The Analects of Confucius Book 12 brings together a large cast of familiar followers of the sage. It also introduces a new one called Sima Niu, who makes his debut in 12.3 only to head off into the sunset two chapters later never to be seen or heard of again.
Sima Niu was a government official from the state of Song. In his conversations with Confucius, he asks for guidance on how to deal with his eldest brother’s plans to overthrow the rightful ruler of the state with a couple of indirect questions about the nature of goodness leadership. Although Confucius gives him sensible advice on how to conduct himself, he sensibly avoids striking at the heart of the matter. In 12.5, with his brother’s attempted coup a failure, Sima Niu’s lament that he alone has no brothers earns him a withering riposte from the follower Zixia, which is often misattributed to Confucius: “Within the four seas all men are brothers!”
Zixia makes his second and final appearance in the book in 12.22, in which he painstakingly explains to the follower Fan Chi what Confucius meant when he said: “Promote the upright and place them above the crooked, so that they can straighten the crooked.” Whether the reputedly slow and dim-witted Fan actually understood the references Zixia makes to great rulers and their ministers of antiquity in his response is seriously open to question!
After their appearances in the first two chapters of the book, Yan Hui and Ran Yong, two of Confucius’s favorite followers disappear from the scene. Zilu, one of the sage’s most faithful followers and closest companions, also features only once in the book. He can be found in 12.12, where Confucius either marvels or complains: “Only Zilu could pass judgment on a lawsuit after hearing half the evidence.”

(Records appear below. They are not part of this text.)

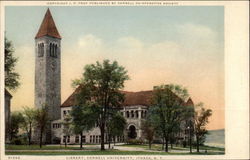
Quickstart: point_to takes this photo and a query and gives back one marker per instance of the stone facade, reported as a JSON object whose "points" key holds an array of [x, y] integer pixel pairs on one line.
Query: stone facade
{"points": [[133, 115], [48, 75], [7, 102], [48, 70]]}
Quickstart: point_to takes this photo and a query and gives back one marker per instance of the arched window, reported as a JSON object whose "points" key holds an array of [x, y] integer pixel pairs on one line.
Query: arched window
{"points": [[55, 50], [50, 49], [42, 50], [127, 114], [142, 114], [136, 114]]}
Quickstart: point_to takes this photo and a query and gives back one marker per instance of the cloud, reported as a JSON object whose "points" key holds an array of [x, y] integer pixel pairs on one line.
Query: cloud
{"points": [[193, 59]]}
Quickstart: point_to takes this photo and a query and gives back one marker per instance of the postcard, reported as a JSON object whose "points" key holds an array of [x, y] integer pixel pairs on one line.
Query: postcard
{"points": [[124, 80]]}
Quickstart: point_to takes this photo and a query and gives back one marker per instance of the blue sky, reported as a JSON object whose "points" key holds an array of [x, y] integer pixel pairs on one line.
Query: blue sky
{"points": [[157, 45]]}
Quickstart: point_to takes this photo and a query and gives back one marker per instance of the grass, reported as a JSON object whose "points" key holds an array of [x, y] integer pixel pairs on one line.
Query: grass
{"points": [[87, 150], [158, 147], [107, 152], [37, 147]]}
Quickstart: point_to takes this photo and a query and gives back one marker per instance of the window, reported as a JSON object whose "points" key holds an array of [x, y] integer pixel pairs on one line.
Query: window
{"points": [[55, 50], [136, 114], [96, 137], [127, 114], [40, 49], [77, 139], [50, 49], [84, 139], [68, 140], [64, 112]]}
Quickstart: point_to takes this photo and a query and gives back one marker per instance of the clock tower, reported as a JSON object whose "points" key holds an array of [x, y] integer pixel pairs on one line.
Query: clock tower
{"points": [[48, 69]]}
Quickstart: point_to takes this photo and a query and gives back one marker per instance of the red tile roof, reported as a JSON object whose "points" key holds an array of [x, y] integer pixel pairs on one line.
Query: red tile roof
{"points": [[131, 98], [48, 27], [189, 102]]}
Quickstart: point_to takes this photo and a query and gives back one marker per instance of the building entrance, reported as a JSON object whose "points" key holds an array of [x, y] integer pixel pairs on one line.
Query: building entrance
{"points": [[132, 132]]}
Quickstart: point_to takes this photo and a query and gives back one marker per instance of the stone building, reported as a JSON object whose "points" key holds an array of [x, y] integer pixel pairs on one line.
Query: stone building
{"points": [[48, 92], [134, 109], [7, 102], [48, 69]]}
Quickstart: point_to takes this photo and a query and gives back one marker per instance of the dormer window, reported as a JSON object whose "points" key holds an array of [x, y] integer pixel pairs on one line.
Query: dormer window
{"points": [[53, 50], [40, 49]]}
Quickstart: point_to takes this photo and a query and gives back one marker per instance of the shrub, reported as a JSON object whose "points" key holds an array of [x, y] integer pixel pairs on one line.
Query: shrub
{"points": [[16, 141], [134, 141]]}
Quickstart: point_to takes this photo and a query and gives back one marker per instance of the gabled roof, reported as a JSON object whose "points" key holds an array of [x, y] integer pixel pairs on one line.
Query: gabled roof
{"points": [[189, 102], [48, 27], [7, 93], [131, 98]]}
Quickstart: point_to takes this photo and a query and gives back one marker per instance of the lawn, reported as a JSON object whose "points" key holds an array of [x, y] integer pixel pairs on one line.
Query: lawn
{"points": [[158, 147], [37, 147], [107, 152], [88, 150]]}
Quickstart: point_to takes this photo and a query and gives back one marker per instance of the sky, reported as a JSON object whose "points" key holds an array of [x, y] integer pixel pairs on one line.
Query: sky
{"points": [[157, 45]]}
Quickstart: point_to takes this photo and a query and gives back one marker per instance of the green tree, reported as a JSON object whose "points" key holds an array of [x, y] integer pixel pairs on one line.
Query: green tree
{"points": [[29, 120], [42, 119], [148, 131], [66, 127], [115, 126], [16, 121], [105, 82], [11, 77], [84, 113], [168, 109], [200, 121]]}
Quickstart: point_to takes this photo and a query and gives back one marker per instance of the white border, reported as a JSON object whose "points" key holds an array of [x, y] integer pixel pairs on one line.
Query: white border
{"points": [[236, 75]]}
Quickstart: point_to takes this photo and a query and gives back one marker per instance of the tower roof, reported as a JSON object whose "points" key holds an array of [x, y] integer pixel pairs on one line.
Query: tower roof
{"points": [[189, 102], [48, 27]]}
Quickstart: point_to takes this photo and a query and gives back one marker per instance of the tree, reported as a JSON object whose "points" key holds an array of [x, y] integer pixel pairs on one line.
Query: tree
{"points": [[16, 120], [168, 109], [42, 119], [11, 77], [148, 131], [29, 120], [84, 113], [115, 126], [66, 127], [105, 82], [200, 121]]}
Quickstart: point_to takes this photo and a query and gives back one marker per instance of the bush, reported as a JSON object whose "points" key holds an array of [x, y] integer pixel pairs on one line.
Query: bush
{"points": [[16, 141], [134, 141], [56, 140]]}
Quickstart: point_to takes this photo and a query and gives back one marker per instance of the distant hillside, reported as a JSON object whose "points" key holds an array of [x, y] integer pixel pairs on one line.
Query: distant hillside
{"points": [[216, 138]]}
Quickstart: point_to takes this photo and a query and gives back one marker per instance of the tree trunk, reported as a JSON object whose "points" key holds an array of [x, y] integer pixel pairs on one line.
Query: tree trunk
{"points": [[109, 140], [197, 143], [30, 132], [41, 138], [65, 144], [163, 143], [150, 143], [81, 141], [102, 136], [166, 144]]}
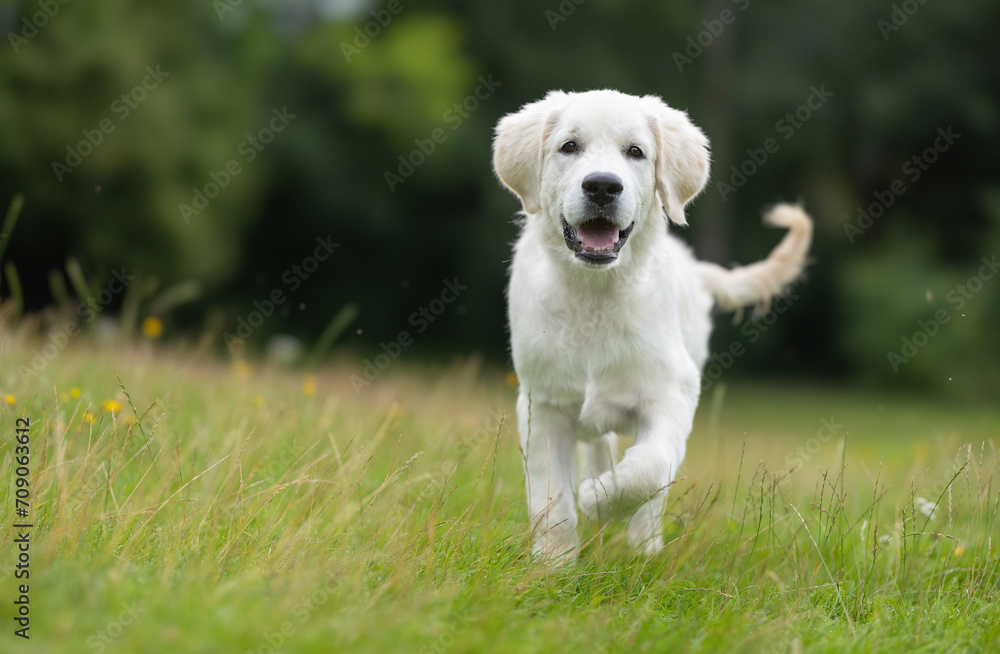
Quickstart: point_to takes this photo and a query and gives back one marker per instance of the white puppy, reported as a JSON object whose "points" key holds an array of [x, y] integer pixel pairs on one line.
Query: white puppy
{"points": [[609, 314]]}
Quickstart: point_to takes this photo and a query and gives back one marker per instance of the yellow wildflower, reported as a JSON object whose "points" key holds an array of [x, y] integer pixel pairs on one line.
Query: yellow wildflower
{"points": [[152, 327]]}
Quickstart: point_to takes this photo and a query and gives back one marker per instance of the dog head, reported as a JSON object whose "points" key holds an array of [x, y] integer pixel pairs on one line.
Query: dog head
{"points": [[592, 165]]}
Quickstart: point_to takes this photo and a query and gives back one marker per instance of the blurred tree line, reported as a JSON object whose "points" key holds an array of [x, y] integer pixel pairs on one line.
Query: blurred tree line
{"points": [[145, 135]]}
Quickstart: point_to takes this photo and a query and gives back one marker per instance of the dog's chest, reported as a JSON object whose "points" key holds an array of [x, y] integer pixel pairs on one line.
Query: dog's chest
{"points": [[575, 347]]}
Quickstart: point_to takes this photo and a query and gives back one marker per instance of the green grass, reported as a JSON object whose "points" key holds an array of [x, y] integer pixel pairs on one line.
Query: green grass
{"points": [[240, 514]]}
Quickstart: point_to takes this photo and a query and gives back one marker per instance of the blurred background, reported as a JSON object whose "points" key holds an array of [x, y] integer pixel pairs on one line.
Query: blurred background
{"points": [[211, 148]]}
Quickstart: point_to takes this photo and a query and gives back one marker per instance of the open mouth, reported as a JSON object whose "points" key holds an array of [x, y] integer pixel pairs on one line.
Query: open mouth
{"points": [[596, 241]]}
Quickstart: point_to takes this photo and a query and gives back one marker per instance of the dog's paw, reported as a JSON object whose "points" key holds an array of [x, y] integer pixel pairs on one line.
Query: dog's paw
{"points": [[592, 498]]}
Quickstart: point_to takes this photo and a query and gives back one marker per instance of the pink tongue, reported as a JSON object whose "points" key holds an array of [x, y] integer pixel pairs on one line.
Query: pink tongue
{"points": [[598, 235]]}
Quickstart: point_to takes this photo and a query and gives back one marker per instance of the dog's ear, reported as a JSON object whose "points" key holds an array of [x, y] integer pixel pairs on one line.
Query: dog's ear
{"points": [[518, 148], [682, 158]]}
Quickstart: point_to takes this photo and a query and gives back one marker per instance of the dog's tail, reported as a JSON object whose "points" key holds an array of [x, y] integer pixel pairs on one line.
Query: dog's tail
{"points": [[757, 283]]}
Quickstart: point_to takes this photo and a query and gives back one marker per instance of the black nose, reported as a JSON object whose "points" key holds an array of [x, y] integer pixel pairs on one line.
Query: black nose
{"points": [[602, 188]]}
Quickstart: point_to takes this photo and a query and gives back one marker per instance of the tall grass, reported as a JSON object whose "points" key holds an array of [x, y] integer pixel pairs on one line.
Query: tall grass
{"points": [[184, 505]]}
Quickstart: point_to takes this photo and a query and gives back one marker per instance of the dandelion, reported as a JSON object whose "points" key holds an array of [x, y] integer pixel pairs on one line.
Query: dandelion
{"points": [[925, 506], [152, 328]]}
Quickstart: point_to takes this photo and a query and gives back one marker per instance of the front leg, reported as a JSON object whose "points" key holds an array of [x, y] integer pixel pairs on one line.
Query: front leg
{"points": [[638, 484], [548, 442]]}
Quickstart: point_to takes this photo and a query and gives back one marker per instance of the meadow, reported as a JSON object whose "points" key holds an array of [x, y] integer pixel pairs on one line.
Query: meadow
{"points": [[187, 503]]}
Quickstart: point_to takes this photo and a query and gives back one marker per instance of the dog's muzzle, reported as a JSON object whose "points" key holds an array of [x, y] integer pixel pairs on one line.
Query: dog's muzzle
{"points": [[596, 241]]}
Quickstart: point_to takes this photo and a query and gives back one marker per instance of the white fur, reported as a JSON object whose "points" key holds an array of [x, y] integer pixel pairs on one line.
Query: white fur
{"points": [[617, 347]]}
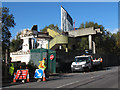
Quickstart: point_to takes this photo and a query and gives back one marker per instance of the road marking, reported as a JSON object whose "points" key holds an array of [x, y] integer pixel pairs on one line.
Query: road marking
{"points": [[67, 84]]}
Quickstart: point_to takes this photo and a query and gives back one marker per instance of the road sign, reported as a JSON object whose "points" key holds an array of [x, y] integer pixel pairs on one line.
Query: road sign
{"points": [[38, 73], [51, 57], [21, 74]]}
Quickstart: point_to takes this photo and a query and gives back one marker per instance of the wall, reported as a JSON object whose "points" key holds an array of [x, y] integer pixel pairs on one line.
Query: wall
{"points": [[65, 59]]}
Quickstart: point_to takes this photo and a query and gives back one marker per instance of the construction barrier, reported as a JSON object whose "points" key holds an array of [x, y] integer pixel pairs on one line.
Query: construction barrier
{"points": [[21, 74]]}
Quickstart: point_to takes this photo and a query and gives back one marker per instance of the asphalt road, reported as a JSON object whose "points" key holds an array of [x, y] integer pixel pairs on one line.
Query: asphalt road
{"points": [[107, 78]]}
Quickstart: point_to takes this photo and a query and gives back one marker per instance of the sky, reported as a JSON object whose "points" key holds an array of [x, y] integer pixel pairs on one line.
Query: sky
{"points": [[43, 14]]}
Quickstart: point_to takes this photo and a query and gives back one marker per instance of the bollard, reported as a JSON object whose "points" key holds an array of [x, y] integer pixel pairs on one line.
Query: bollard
{"points": [[14, 78], [44, 79]]}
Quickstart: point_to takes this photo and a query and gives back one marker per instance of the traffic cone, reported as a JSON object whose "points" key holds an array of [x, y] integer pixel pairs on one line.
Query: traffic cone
{"points": [[44, 79], [28, 77], [14, 78]]}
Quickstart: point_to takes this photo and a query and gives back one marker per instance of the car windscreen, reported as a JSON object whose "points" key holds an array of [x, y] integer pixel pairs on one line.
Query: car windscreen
{"points": [[81, 59]]}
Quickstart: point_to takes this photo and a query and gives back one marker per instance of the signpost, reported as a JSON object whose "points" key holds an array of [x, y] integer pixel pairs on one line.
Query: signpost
{"points": [[38, 73], [51, 57]]}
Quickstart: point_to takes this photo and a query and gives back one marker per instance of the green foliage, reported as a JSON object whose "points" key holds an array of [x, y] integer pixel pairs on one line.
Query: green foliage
{"points": [[105, 43], [7, 23], [51, 26], [16, 44]]}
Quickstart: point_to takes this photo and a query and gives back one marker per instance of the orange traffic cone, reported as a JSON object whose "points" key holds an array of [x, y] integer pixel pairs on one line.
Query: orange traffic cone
{"points": [[14, 78], [44, 79], [28, 77]]}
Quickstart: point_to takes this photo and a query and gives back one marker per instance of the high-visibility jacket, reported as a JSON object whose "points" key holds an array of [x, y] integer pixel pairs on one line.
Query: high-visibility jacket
{"points": [[42, 65], [11, 69]]}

Youzi, who for a very brief period after Confucius’s death assumed the leadership mantle primarily because of his uncanny physical resemblance to the sage, is another follower who only appears once. Indeed 12.9 features his final appearance in the Analects. At least he makes the most of it with a perceptive warning to Duke Ai, the ruler of the state of Lu, to cut the taxes levied on the common people to stimulate the economy.
Zengzi, another young pretender to Confucius’s position, also makes a single appearance in the final chapter of the book by expanding on the sage’s musings on friendship to Zigong in the previous chapter.
Zigong appears two more times in the book. In 12.7, he pushes Confucius for deeper insight on governance, and 12.8, he sharply challenges the contention of an obscure minister from the state of Wei called Ji Zicheng that leaders are born and not made.
This puts Zigong second in terms of appearances in the book, just behind Zizhang, who makes four. As is his habit, this bright but perhaps insecure young follower challenges Confucius with a series of seemingly clever questions about subjects as varied as vision, virtue, confusion, celebrity, and accomplishment in 12.6, 12.10, 12.14, and 12.20.
It almost goes without saying that the sage is more than able to handle them. Presumably he must have enjoyed taking his eager but arrogant young follower down a peg or two every now and then.